Elos Source

Intro

The event logging and management system (elos) is intended to implement and provide a unified system monitoring interface standard. The main task is to collect various information about the system and convert them into a canonical format and therefore annotate the information with a specific set of meta data if possible. The thus obtained and refined system information are then :

  • persistently stored in a canonical format

  • published in a canonical format

The spectrum of system information is wide and ranges from syslog and kmsg to core dumps to measurements obtained from proc- and sys-fs like for example temperatures. Those system information are meant to obtained via so called Scanner which are basically Plugins as shared objects and by any other application capable to use the provided socket.

Requirements

For now the requirements are simplified into the following points:

  • Scan for different events and store them for later retrieval

  • Deliver list of selected events to one or more applications on request

  • Ability to push events to elos from an application

  • Ability to change events, access rights and other parameters via configuration files

  • Ability to easily extend elos with new events later in development

  • Ability to easily run in different environments

  • Ability to communicate with elos from different languages (e.g. Python)

  • Separate event scanner dependencies from elos itself to prevent dependency hell

  • Thread safe library functions

  • Support multiple user, multi processes

  • Be performant and efficient

The input and output data formats

The input data processed by elos can divided into two types: * Non canonical or non normalized Input (Raw Input) * Canonical or normalized Input (Canonical Input)
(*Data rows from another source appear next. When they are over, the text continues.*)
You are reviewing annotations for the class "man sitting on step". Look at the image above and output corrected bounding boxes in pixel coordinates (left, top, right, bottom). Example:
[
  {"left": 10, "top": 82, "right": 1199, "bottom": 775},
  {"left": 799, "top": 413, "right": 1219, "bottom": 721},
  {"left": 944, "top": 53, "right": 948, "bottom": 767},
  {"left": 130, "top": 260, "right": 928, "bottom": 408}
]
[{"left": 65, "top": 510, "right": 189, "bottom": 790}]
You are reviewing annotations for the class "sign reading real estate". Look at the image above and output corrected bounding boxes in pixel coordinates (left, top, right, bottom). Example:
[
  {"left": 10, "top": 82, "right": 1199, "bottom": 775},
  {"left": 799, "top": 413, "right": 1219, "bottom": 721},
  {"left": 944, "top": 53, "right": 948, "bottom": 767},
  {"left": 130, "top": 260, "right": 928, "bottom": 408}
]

The following diagram shows the flow of canonical and non canonical inputs. Data Flow Diagram

The canonical event entity can then be published and persistently logged which means stored on a non volatile storage for later evaluation.

The event logging and management system daemon has two types of interfaces to obtain input:

  • Scanner-API

  • Client-API

The Client-API uses a communication protocol where events are encode in JSON and therefore the canonical format is already enforced.

The Scanner-API also enforce the canonical format of an event from a scanner implementation for an arbitrary source. The scanner implementation itself must contain the functionality to convert input data from an arbitrary source into the canonical format of an event.

Components

Based on the requirements we can simplify Elos into the following abstract components:

  • EventProcessor: Elos itself as the message broker which receives and distributes events based on previously defined event filters.

  • LogAggregator: Persist events that fits (SM_REQ001) and is therefore the implementation for the required DataCollectionFacility (DCF)

  • Scanner: Modular part (shared object) of the program that scans for events and publish them

  • Library: C library that contains everything to communicate with the server

Components using elos: - Client: Applications which subscribe to or publish events by using the C-Library (or directly to the socket) - Kernel: delivers log messages via its interface to the event logging and management system daemon - Syslog-ing application: Application that uses syslog() to write log infos (most FOSS does this)

Design decision - Basic principle of processing inputs

  • Filtering of input data is done by the scanner in any case

A) Logging of events is done seperately by each event source

Input - Is a arbitrary data point (String, number , …)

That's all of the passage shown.